A particularly interesting phenomenon is apparent among French immigrants whose roots lie in North Africa. According to Dahan, the immigrants of the 1950s and ‘60s were pressured not only to leave the world of religion, but also to abandon their North African heritage. But those who are arriving today from France now are restoring the heritage of North Africa – of Morocco, Algeria and Tunisia.

A case in point is a French-speaking synagogue of Tunisians that was reopened half a year ago in a rear top-floor apartment at 155 Ben Yehuda Street. The Chemama family, who were looking for a venue to uphold their Tunisian customs, made contact with the person in charge, and started to hold Shabbat services in the synagogue. There is also a lesson in reading the Torah once a week. According to the family, the building has existed for 100 years.
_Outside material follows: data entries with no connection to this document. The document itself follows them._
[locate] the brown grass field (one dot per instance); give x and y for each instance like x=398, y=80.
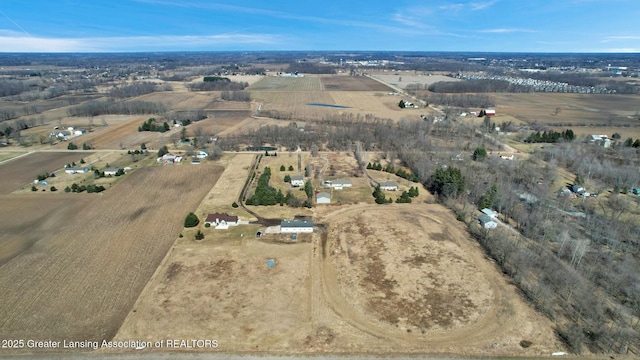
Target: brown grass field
x=402, y=79
x=23, y=171
x=341, y=291
x=350, y=83
x=86, y=257
x=574, y=109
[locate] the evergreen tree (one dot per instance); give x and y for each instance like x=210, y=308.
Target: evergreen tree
x=191, y=220
x=479, y=154
x=308, y=189
x=447, y=182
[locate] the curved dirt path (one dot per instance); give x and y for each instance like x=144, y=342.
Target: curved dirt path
x=491, y=324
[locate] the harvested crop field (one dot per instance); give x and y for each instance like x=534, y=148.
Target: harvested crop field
x=23, y=170
x=563, y=110
x=412, y=283
x=92, y=254
x=402, y=79
x=123, y=134
x=281, y=83
x=352, y=83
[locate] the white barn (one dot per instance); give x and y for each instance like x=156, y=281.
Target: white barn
x=296, y=226
x=338, y=184
x=76, y=170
It’s plain in the post-service kiddush on Shabbat that this is a small, family-based synagogue. Possibly it’s the simple curtain that separates the men’s and women’s sections, or the straw hats worn by the older women. A boutique synagogue. After the kiddush, everyone makes sure that I eat something. Those who don’t eat, drink (boha, a traditional Tunisian arak), and those who don’t drink, sweep the floor. I notice two brothers, the only native-born Israelis here, originally from Herzliya, for whom this is the first Shabbat service in the synagogue. They look pleased. We observe the French immigrants from the side. “There is a very good atmosphere of tradition and lovely people,” the two agree.

Jeremy Chemama, 24, tells me that he is the cantor who led the service on the Selihot evening I attended at Yehezkel Synagogue. I feel like a member of the guild. “We opened this place because we were looking for something that’s more in the direction of the French community. We know how the French love to go to synagogue, they are people who love religion and are close to it,” he explains. “In France, synagogue is a social thing, and that’s what we’re trying to do here.”